Cigarettes robbed us of that, too. When you are not a smoker it is difficult to spend time with smokers. There is so much my mother would not do because those activities would require her to not smoke, or to limit her smoking. Going to the movies, attending basketball games, high school graduations, weekend getaways, visits to art galleries, and museums.

So it’s not just that smoking has shortened our mother’s life, although that is hard enough to deal with, it’s that what life she did have was always compromised by her smoking and our ability to tolerate that smoking.

Is there a photo op that shows the tension between a non-smoking daughter and a mother who is addicted?

The last time I begged my mother to quit smoking was about three years ago. “Please, Mama, quit smoking,” I pleaded with her. Then, in desperation, I threatened her: “If you die from smoking I am going to be so very angry with you.”

Mama not only continued to smoke these past few years she smoked more than ever. It was her own desperation and disappointments that led her to that, but that’s a story for another day, a story I won’t write while my mother is living.

So here we are. Mama had several MRIs and a CT scan last week and the results were not good. There was a conference call with the family. Decisions about death and dying. Decisions I never ever wanted to be part of. In some ways I feel like I am serving on a death panel.  Perhaps Ms. O could do a photo op depicting the scene in which adult kids have to struggle with how to help their mother die peacefully?

We will be calling in hospice this week. And despite my threat to the contrary, I am surprisingly not at all angry about any of this.

I am just very, very sad.

Sad for Mama. Sad for all the life she will miss out on. Sad for the life she’s already missed out on. Sad because it’s hard enough to die without feeling ashamed over the reason for that dying, and Mama does feel ashamed that she was so enslaved to smoking. Finding the words to comfort a dying mother when she tells you that smoking is her shame is impossible.

Perhaps, Oprah also missed the recent studies showing that teen smoking is on the rise. That increase is tied directly to the glamorization of smoking in movies.

“Well over a dozen studies have shown that kids who watch movies with smoking are more likely to smoke,” said Dr. DiFranza, a family health and community medicine specialist at the University of Massachusetts Medical School. “Smoking in movies is more common now than it was in the 1950s and ’60s, whereas smoking among adults is half as common now as it was then. Movie producers are not reflecting real life.”

An estimated 4.5 million teens in the US smoke. An additional 3,000 teenagers under the age of 18 start smoking every single day.

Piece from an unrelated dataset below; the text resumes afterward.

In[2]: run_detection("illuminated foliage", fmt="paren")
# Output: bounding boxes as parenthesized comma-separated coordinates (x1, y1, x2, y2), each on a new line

Hollywood, who for a time joined in the anti-smoking campaigns of the 80s & 90s, has once again succumbed to the seduction of the myth that smoking is sexy. And now Hollywood has co-opted one of America’s most-beloved and respected women — the lovely Ms. O — to sell that message to young, impressionable girls.

I, like millions of women, admire and respect Oprah, but it saddens me that she would allow herself to be filmed smoking, and then that she would glamorize that by tweeting such a photo of herself to millions of followers. It’s disappointing and disheartening.

Perhaps others can afford to light one up for R.J. Reynolds.

Me? I have a dying mother to attend to.